SOCIETE

VIOL COLLECTIF SUR UNE PROSTITUEE- Les prévenus relaxés au bénéfice du doute

  • Date: 18 novembre 2016

La dame M. Ndiaye a attrait, hier, ses deux clients à la barre du tribunal des flagrants. Elle les poursuit pour vol collectif. Après jugement, ils ont été relaxés au bénéfice du doute.    

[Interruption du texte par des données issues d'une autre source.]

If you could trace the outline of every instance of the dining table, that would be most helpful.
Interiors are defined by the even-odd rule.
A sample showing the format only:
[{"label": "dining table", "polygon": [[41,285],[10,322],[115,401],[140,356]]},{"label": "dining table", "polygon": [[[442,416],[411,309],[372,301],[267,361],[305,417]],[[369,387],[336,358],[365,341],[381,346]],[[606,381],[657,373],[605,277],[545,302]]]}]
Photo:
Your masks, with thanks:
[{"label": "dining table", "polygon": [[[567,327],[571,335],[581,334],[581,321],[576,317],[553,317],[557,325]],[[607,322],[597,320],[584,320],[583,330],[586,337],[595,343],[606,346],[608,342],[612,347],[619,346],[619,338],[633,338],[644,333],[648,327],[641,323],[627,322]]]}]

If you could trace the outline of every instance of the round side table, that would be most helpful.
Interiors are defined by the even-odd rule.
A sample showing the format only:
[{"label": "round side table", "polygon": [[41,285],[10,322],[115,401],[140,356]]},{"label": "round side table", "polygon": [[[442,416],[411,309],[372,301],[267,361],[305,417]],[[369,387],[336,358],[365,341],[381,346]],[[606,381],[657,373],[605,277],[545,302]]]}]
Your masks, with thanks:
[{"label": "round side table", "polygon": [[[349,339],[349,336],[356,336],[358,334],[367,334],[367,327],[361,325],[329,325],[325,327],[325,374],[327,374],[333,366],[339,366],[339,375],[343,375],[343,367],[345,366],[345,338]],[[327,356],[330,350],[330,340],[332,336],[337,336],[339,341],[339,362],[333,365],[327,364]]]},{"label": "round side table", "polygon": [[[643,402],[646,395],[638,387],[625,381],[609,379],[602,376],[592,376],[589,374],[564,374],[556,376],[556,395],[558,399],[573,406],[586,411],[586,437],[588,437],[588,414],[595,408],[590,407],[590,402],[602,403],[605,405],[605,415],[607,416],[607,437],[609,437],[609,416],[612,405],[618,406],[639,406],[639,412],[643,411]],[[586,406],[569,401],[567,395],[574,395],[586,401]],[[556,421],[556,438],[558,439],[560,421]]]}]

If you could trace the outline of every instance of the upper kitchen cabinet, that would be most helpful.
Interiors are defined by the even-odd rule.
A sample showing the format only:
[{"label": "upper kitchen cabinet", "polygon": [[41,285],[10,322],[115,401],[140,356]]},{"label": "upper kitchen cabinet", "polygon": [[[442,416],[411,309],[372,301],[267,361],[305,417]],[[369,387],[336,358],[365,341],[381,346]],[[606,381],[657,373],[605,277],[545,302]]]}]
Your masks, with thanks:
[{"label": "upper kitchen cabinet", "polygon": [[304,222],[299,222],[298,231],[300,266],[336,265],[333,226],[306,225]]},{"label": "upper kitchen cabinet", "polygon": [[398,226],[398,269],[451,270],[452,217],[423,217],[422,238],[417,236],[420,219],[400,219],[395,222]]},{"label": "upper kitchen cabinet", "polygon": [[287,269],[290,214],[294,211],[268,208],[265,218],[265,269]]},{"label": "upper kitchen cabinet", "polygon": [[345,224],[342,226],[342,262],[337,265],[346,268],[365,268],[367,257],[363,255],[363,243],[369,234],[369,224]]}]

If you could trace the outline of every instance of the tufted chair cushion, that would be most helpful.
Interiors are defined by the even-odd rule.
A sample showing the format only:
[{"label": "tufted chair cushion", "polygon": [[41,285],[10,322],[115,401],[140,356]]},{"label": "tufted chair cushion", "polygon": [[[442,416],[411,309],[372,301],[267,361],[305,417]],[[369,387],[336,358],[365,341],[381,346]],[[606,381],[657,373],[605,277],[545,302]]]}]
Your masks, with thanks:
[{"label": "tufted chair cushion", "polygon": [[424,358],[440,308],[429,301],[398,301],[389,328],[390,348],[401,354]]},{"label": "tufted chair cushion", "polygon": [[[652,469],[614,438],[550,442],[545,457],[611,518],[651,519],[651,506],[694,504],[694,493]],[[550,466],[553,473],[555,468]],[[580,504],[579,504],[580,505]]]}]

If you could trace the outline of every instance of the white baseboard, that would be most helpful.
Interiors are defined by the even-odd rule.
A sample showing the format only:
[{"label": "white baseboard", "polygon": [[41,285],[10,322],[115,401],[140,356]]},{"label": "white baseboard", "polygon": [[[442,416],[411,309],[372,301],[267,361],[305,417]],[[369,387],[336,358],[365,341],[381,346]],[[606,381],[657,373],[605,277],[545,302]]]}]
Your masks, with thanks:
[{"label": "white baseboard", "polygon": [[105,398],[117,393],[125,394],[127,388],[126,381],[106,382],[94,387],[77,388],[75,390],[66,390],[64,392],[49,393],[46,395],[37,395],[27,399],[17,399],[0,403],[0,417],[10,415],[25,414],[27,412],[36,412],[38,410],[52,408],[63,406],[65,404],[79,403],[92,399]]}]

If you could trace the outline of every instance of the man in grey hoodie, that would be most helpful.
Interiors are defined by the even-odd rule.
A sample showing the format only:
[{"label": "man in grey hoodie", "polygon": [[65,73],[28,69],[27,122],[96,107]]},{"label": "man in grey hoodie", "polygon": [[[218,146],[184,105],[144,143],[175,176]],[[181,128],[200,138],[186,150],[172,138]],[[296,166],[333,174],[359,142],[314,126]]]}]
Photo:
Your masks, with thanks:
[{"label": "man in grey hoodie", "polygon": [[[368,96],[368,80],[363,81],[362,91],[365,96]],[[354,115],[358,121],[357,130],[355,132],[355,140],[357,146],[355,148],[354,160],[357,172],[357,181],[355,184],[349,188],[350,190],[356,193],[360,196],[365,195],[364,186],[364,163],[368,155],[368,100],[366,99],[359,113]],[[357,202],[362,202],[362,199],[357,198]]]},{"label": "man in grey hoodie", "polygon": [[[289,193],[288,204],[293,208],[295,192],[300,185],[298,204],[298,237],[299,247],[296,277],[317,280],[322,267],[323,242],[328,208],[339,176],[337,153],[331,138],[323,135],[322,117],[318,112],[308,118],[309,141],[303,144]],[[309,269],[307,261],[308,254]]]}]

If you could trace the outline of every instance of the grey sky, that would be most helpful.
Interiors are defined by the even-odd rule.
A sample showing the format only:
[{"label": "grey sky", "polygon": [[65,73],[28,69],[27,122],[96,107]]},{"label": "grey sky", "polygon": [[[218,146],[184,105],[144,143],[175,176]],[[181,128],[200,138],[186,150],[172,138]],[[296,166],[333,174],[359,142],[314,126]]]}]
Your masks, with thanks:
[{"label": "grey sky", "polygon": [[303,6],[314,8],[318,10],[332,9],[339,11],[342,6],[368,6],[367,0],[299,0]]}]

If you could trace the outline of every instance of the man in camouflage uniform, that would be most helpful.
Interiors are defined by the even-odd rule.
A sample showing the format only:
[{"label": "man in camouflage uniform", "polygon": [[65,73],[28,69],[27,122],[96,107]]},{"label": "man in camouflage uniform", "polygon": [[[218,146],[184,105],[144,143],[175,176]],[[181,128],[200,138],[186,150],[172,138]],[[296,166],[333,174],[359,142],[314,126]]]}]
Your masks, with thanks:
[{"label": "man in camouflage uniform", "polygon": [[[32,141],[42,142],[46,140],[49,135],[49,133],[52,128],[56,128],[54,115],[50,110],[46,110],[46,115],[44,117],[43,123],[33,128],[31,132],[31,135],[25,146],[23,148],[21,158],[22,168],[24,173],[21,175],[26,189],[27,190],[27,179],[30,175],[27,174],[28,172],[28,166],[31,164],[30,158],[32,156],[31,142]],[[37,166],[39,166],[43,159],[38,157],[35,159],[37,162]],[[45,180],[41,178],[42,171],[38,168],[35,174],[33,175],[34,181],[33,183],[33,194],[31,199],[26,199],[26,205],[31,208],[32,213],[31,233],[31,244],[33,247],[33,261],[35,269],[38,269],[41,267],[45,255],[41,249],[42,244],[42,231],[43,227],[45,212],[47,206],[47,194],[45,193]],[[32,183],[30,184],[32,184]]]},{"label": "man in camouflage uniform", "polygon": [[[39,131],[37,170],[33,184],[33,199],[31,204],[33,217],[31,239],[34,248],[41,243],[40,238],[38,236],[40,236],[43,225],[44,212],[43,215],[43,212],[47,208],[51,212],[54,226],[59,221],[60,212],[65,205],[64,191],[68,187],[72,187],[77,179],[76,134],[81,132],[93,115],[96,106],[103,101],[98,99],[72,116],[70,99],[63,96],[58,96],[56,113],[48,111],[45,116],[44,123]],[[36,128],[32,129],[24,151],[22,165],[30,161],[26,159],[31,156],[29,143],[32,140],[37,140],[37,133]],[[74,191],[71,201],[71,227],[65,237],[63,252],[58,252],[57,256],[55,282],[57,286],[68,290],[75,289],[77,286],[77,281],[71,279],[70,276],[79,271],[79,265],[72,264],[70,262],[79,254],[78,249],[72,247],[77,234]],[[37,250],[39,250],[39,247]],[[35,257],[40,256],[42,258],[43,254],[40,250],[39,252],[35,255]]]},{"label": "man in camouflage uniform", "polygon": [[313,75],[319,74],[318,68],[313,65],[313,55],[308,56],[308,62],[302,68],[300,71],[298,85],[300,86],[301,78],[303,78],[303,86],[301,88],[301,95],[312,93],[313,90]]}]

Un fait inédit, voire insolite, a été jugé, hier, à la barre du tribunal des flagrants délits de Dakar. La plaignante, M. Ndiaye, a attrait à la barre ses clients Thierno Baldé et Abou Sow qu’elle accuse de viol collectif. Devant le Président du tribunal des flagrants délits de Dakar, la dame est revenue sur les faits. A l’en croire, elle avait déposé une première plainte contre les mis en cause pour réclamer son argent après l’acte sexuel, mais en vain. C’est sur ces entrefaites qu’elle a formulé une autre plainte, accusant cette fois-ci les prévenus de viol collectif. Selon elle, elle s’activait dans le commerce de sachet d’eau à la Patte d’Oie mais, de temps en temps, elle se rendait à Jaaxaay pour voir un ami qui devait lui trouver une chambre. C’est ainsi qu’elle s’y est rendue le lundi 25 octobre vers les coups de 22h pour avoir des renseignements concernant la chambre. C’est sur ces entrefaites qu’elle a rencontré un jeune homme de taille élancée et de teint clair. Sur la question de savoir l’objet de sa présence sur les lieux, la dame a expliqué à ce monsieur qu’elle venait à peine de rencontrer, son désir de trouver une chambre à Jaaxaay. Ce dernier lui indiquera qu’il dispose d’une chambre en location non loin du terminus. Une fois sur les lieux, Thierno Baldé a appelé son ami qui est venu ouvrir la porte.  Une fois à l’intérieur, la dame a soutenu qu’elle ne comprenait plus rien et qu’elle devait partir. Ainsi a-t-elle été contrainte de rester par les deux mis en cause.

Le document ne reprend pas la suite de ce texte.